Errors downloading from a paid subscription
(Using Latest SourceCode from 2024-03-29)
I requested for three posts and only one was downloaded successfully and hitting the following errors
FIRST post download hit exception at
def get_url_soup(self, url: str) -> BeautifulSoup:
"""
Gets soup from URL using logged in selenium driver
"""
try:
self.driver.get(url) <<<<<<<<<<<<<<<<<<<<<<<<<<<<<<<<<<<<<<<<<<<< EXCEPTION HIT HERE
return BeautifulSoup(self.driver.page_source, "html.parser")
except Exception as e:
raise ValueError(f"Error fetching page: {e}") from e
CALLSTACK
get_url_soup (/Users/username/Dev/Substack2Markdown/substack_scraper.py:341)
scrape_posts (/Users/username/Dev/Substack2Markdown/substack_scraper.py:228)
main (/Users/username/Dev/Substack2Markdown/substack_scraper.py:394)
OUTPUT 0%| | 0/3 [00:00<?, ?it/s]Error scraping post: Error fetching page: Message: no such execution context (Session info: MicrosoftEdge=123.0.2420.65) Stacktrace: 0 msedgedriver 0x0000000104bc99d8 msedgedriver + 4823512 1 msedgedriver 0x0000000104bc1a13 msedgedriver + 4790803 2 msedgedriver 0x0000000104787d35 msedgedriver + 359733 3 msedgedriver 0x000000010477434a msedgedriver + 279370 4 msedgedriver 0x00000001047732a3 msedgedriver + 275107 5 msedgedriver 0x00000001047736df msedgedriver + 276191 6 msedgedriver 0x0000000104781fa4 msedgedriver + 335780 7 msedgedriver 0x000000010479211b msedgedriver + 401691 8 msedgedriver 0x00000001047968ab msedgedriver + 420011 9 msedgedriver 0x0000000104773c8b msedgedriver + 277643 10 msedgedriver 0x0000000104791da0 msedgedriver + 400800 11 msedgedriver 0x000000010480887f msedgedriver + 886911 12 msedgedriver 0x00000001047ec543 msedgedriver + 771395 13 msedgedriver 0x00000001047c0dbf msedgedriver + 593343 14 msedgedriver 0x00000001047c171e msedgedriver + 595742 15 msedgedriver 0x0000000104b85f32 msedgedriver + 4546354 16 msedgedriver 0x0000000104b8c2c6 msedgedriver + 4571846 17 msedgedriver 0x0000000104b67d5a msedgedriver + 4423002 18 msedgedriver 0x0000000104b8cd2d msedgedriver + 4574509 19 msedgedriver 0x0000000104b583d4 msedgedriver + 4359124 20 msedgedriver 0x0000000104bb0348 msedgedriver + 4719432 21 msedgedriver 0x0000000104bb04c1 msedgedriver + 4719809 22 msedgedriver 0x0000000104bc15a7 msedgedriver + 4789671 23 libsystem_pthread.dylib 0x00007ff803e6818b _pthread_start + 99 24 libsystem_pthread.dylib 0x00007ff803e63ae3 thread_start + 15
33%|███████████████████████████████████████████████████████████████▎ | 1/3 [00:16<00:32, 16.22s/it]Error scraping post: 'NoneType' object has no attribute 'text' 67%|██████████████████████████████████████████████████████████████████████████████████████████████████████████████████████████████▋ | 2/3 [00:50<00:25, 25.26s/it]

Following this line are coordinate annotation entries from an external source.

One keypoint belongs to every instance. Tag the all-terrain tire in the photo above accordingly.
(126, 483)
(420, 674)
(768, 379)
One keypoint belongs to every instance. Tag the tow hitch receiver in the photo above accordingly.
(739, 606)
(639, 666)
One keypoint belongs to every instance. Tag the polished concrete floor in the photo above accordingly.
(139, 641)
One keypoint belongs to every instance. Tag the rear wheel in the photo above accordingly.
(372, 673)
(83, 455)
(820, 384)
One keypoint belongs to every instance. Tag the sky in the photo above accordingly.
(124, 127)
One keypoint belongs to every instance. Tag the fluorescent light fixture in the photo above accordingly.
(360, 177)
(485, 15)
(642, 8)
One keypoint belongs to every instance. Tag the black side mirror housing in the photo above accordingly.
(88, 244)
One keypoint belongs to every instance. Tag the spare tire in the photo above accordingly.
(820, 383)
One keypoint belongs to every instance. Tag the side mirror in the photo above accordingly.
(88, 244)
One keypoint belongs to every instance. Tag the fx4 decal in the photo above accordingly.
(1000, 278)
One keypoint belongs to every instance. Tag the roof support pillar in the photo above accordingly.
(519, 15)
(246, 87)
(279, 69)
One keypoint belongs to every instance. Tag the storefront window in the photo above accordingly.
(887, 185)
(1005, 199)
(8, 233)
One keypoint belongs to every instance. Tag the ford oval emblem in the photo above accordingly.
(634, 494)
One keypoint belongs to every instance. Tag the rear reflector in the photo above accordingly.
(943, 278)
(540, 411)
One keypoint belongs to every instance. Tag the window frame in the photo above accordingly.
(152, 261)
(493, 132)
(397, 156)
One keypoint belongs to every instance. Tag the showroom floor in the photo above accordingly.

SECOND post download hit exception at
def scrape_posts(self, num_posts_to_scrape: int = 0) -> None:
"""
Iterates over all posts and saves them as markdown files
"""
...
title, subtitle, like_count, date, md = self.extract_post_data(soup) <<<<<<<<<<<<<<<<<<<<< EXCEPTION HIT HERE
CALLSTACK
scrape_posts (/Users/username/Dev/Substack2Markdown/substack_scraper.py:232)
main (/Users/username/Dev/Substack2Markdown/substack_scraper.py:394)
OUTPUT 33%|████████████████████████████▎ | 1/3 [02:02<04:05, 122.79s/it]Error scraping post: 'NoneType' object has no attribute 'text'
I tried using 2.0.0 Release version and the same issue is happening with it too.
Hmm thanks for this would you be able to share the substack that you hit these exceptions on? And were the posts where you got these errors premium posts, and was the one that downloaded successfully free? I'm busy until early May but will look into this thereafter.